Orion_from_wikipedia "Myth is all about what never happened and what always is."

--Sallustius, 4th century C.E., quoted in Strange Attractors, by Harriett Hawkins (xiii)

03 October 2007

Until something sets them off

Bak_sneppen_model_from_wikipedia From Harriet Hawkins's Strange Attractors: Literature, Culture, and Chaos Theory:

The long-term behaviour of nonlinear systems is humanly unpredictable because tiny differences in input can very soon result in enormous differences in output, and systems fraught with a variety of positive feedback will often undergo sudden and revolutionary changes in behaviour. Very like certain characters in mythic literature, nonlinear systems tend to behave in a regular, orderly way until something sets them off, a critical point is passed, and they suddenly become chaotic (x).

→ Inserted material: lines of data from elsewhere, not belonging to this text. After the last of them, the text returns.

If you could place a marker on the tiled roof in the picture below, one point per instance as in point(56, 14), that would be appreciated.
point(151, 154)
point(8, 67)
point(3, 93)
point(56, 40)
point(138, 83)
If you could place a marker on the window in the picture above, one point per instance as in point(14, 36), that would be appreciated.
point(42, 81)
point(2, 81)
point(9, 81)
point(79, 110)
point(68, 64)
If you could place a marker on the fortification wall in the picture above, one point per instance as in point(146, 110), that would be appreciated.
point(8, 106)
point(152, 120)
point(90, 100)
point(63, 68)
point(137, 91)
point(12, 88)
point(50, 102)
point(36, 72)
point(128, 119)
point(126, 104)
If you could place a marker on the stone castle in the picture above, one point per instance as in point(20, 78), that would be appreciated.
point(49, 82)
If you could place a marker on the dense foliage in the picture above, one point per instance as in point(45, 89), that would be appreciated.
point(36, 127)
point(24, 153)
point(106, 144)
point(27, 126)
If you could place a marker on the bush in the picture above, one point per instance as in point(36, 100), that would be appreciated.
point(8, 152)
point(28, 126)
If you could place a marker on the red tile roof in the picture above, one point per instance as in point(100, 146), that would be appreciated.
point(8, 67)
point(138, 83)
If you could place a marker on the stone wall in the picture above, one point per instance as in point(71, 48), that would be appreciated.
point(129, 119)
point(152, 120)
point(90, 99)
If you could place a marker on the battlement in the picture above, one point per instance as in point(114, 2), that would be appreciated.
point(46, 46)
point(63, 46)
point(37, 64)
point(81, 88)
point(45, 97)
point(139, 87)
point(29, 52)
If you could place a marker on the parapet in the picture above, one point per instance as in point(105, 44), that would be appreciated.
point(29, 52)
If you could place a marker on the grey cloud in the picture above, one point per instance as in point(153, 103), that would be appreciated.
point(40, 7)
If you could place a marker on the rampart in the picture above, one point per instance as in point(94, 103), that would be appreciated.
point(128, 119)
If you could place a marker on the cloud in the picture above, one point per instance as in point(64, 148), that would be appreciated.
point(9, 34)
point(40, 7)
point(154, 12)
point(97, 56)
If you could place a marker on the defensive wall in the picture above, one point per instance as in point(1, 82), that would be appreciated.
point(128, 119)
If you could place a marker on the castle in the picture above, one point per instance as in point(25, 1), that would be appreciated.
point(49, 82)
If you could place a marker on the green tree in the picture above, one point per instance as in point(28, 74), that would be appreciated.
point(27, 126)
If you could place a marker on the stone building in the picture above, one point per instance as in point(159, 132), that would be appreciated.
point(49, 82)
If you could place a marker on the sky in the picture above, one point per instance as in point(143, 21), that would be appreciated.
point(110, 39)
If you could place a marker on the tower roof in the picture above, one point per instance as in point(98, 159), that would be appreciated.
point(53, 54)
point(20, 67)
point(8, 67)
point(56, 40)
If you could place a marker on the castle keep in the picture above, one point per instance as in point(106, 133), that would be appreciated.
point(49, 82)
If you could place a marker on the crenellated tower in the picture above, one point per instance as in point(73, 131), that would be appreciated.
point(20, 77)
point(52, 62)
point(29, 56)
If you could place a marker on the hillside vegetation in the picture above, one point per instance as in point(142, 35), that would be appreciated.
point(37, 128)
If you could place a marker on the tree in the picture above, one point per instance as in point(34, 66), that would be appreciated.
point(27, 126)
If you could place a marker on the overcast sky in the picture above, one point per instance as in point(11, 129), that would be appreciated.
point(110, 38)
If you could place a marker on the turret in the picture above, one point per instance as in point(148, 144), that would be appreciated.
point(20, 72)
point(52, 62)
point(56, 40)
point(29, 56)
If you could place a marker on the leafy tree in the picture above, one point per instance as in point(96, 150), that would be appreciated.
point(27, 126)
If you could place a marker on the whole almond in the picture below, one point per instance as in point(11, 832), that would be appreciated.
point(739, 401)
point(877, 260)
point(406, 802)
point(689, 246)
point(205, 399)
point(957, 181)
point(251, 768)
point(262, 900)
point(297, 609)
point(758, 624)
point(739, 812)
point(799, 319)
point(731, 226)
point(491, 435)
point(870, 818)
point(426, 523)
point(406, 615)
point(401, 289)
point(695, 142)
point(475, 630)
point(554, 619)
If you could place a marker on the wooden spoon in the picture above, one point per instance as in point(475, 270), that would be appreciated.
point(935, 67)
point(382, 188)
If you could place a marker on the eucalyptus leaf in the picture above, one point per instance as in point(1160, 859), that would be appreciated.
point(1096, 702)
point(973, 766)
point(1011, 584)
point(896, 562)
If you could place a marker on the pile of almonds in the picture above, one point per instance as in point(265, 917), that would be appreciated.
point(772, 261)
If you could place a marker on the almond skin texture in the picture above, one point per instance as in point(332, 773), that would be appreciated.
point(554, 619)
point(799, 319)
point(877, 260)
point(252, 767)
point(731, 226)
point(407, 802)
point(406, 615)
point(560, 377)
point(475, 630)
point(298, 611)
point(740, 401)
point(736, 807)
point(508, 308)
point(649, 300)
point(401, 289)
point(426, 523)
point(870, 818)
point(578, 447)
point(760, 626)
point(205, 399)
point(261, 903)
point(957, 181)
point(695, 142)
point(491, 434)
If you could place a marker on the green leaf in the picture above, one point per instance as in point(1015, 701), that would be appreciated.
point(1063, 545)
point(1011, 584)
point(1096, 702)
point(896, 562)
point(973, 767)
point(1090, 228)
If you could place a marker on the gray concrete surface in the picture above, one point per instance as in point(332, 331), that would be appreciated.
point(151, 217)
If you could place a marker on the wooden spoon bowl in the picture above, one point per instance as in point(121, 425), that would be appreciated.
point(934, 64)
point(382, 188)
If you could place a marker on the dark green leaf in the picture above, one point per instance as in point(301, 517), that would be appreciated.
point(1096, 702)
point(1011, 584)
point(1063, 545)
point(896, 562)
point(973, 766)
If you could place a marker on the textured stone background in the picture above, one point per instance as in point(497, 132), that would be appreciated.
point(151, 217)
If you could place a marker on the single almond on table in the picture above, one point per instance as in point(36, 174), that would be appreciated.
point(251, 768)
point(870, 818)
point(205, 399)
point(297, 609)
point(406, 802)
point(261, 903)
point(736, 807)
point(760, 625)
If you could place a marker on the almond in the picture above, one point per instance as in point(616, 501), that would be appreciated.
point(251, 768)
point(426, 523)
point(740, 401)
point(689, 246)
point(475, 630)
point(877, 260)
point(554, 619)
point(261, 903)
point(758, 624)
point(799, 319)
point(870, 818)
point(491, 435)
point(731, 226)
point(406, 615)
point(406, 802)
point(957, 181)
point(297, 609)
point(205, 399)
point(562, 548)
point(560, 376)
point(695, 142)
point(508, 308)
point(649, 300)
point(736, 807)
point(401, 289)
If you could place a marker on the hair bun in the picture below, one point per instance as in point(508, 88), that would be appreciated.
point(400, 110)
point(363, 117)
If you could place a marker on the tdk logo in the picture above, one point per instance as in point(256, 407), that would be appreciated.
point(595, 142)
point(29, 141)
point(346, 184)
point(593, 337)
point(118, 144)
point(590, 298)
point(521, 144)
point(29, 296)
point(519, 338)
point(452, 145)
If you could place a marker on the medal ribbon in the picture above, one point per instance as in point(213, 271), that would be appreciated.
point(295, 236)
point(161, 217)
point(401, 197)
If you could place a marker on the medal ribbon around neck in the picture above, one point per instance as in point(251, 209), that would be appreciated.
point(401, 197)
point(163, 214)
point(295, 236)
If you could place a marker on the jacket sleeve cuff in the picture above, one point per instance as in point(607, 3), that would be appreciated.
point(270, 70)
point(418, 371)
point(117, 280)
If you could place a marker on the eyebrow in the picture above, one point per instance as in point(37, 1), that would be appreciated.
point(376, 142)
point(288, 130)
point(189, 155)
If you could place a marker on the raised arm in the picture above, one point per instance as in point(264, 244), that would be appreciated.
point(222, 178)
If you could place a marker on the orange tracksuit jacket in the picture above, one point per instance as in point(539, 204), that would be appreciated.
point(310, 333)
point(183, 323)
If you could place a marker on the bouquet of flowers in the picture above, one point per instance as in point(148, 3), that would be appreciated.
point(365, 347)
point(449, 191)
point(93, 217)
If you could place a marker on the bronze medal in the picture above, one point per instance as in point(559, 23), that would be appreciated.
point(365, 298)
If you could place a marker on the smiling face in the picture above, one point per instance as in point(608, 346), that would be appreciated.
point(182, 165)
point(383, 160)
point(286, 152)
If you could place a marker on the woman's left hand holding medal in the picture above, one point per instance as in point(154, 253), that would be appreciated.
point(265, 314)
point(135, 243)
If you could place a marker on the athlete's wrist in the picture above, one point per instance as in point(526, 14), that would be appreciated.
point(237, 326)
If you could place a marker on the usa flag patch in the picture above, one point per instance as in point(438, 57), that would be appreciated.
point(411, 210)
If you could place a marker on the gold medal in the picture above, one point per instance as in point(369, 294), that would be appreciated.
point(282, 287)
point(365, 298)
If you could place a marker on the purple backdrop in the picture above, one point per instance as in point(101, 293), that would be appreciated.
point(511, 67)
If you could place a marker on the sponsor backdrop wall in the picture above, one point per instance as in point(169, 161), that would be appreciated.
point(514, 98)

What Hawkins is describing in her second sentence is the separation stage of Joseph Campbell's "monomyth." Here are more of my monomyth-tagged posts.

17 February 2007

The Hoop of Life

Hoop_from_lakotafriends At Changing Places, Donna Woodka reprints a poem attributed to Dave Chief, an Oglala Lakota. It's interesting that the Judeo-Christian tradition tends to see the unity of all living things vertically, in a "tree of life" or a "great chain of being," while this Native American writer envisions . . .

The Circle

The Circle has healing power. In the Circle we are all equal.
When in the Circle, no one is in front of you. No one is behind you.
No one is above you. No one is below you.
The Sacred Circle is designed to create unity.
The Hoop of Life is also a circle.
On this hoop there is a place for every species,
every race, every tree, and every plant.
It is this completeness of Life that must be respected
in order to bring about health on this planet.
To understand each other,
as the ripples when a stone is tossed into the waters,
the Circle starts small and grows…
until it fills the whole lake.

15 February 2007

A message in the formless flow of things

Bosch_from_wikipedia_1 In tonight's Joyce seminar, I read my students a passage from No Souvenirs, a twelve-year journal by religious historian Mircea Eliade. The passage describes well the day-long journey of Leopold Bloom in the novel Ulysses, but it also describes the well-lived life:

1 January 1960
    Every exile is a Ulysses traveling toward Ithaca. Every real existence reproduces the Odyssey. The path toward Ithaca, toward the center. I had known all that for a long time. What I have just discovered is that the chance to become a new Ulysses is given to any exile whatsoever (precisely because he has been condemned by the gods, that is, by the "powers" which decide historical, earthly destinies). But to realize this, the exile must be capable of penetrating the hidden meaning of his wanderings, and of understanding them as a long series of initiation trials (willed by the gods) and as so many obstacles on the path which brings him back to the hearth (toward the center). That means: seeing signs, hidden meanings, symbols, in the sufferings, the depressions, the dry periods of everyday life. Seeing them and reading them even if they aren't there; if one sees them, one can build a structure and read a message in the formless flow of things and the monotonous flux of historical facts (84-85).

In this life we are all exiles. Knowing that, and reading the signs, can help us find our way home.